Solution sought in Bank of Japan deadlock
TOKYO: Senior Japanese lawmakers from the governing and opposition parties on Thursday called for a breakthrough by Monday to end the stalemate over the next governor of the Bank of Japan, hoping to avoid a monetary policy vacuum in the midst of an international credit market crisis.
“We have agreed that it is desirable to avoid a policy vacuum, even just for one day,” Kenji Yamaoka, parliamentary affairs chief for the main political opposition, the Democratic Party of Japan, told reporters after meeting his counterpart from the Liberal Democratic Party, Tadamori Oshima.
Toshihiko Fukui is scheduled to step down on Wednesday as governor of the central bank. The standoff over who will succeed him and his two deputies comes amid global market turmoil that sent Japanese shares down more than 3 percent and the yen to a 12-year high against the dollar Thursday.
The government on Thursday won a parliamentary vote in the lower house, which is controlled by the governing coalition, on its nominee for governor, Toshiro Muto, and its two candidates for deputy governors of the bank. But that outcome did nothing to clarify the situation because Muto has already been vetoed by the opposition in the upper house of Parliament.
A former Bank of Japan official, Masaaki Shirakawa, has been approved as a deputy governor by both houses after the upper house rejected Muto and the other deputy governor nominee, Takatoshi Ito, an academic. Shirakawa could serve as acting governor if the dispute is not resolved by Wednesday. Other options include extending Fukuis term or appointing someone else as acting governor.
Yamaoka said he had agreed with Oshima to request a new governor nominee, but Oshima and a government spokesman, Nobutaka Machimura, did not say whether they were thinking of offering a different choice.
While markets are focused on fears of a U.S. recession, traders said the political deadlock had hurt sentiment in Japanese stocks. “The yens gain and concerns about the Japanese economy and corporate earnings are pulling the Tokyo market down deeper than Wall Street,” said Yoshihiro Ito, a managing director at Okasan Capital Management. “Distrust in Japanese politics is also helping push down the market.”
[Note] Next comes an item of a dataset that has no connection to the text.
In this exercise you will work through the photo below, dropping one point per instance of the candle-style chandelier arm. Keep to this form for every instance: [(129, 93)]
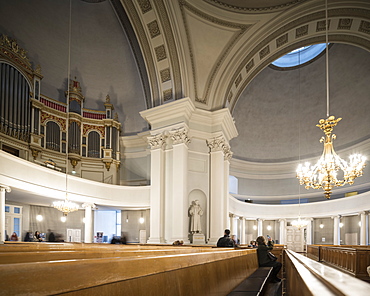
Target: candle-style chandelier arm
[(324, 174)]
The government must now either persuade the opposition parties to change their minds or offer a compromise candidate. “If the candidate cannot get approval, the government should come up with someone else, a Democratic Party official, Naoto Kan, said at a news conference. “I dont think there is any other way.”
Analysts say an acting governor might be unwilling to make important, long-term decisions, but they also point out that Japan, with interest rates at 0.5 percent, has little room to maneuver in monetary policy, regardless of who heads the Bank of Japan.
“The market has to some extent prepared for the risk of a vacuum at the BOJs top position,” Atsushi Ito, a Japanese government bonds strategist at Morgan Stanley. “Rather than who becomes BOJ governor, problems in the United States and Japans economic slowdown play a far more significant role in deciding the BOJs policy.”
Ichiro Ozawa, the Democratic Party leader, sat impassively at the back of the lower house chamber as the vote was held Thursday. Some analysts say that he holds the key to resolving the issue and that he will have to meet Prime Minister Yasuo Fukuda to negotiate a deal. Ozawa has vowed to push the governing coalition into an early election.
Opposition lawmakers have consistently opposed Muto mainly because of his close ties to the government as a former top bureaucrat in the Ministry of Finance, a relationship they say would hurt the independence of the central bank.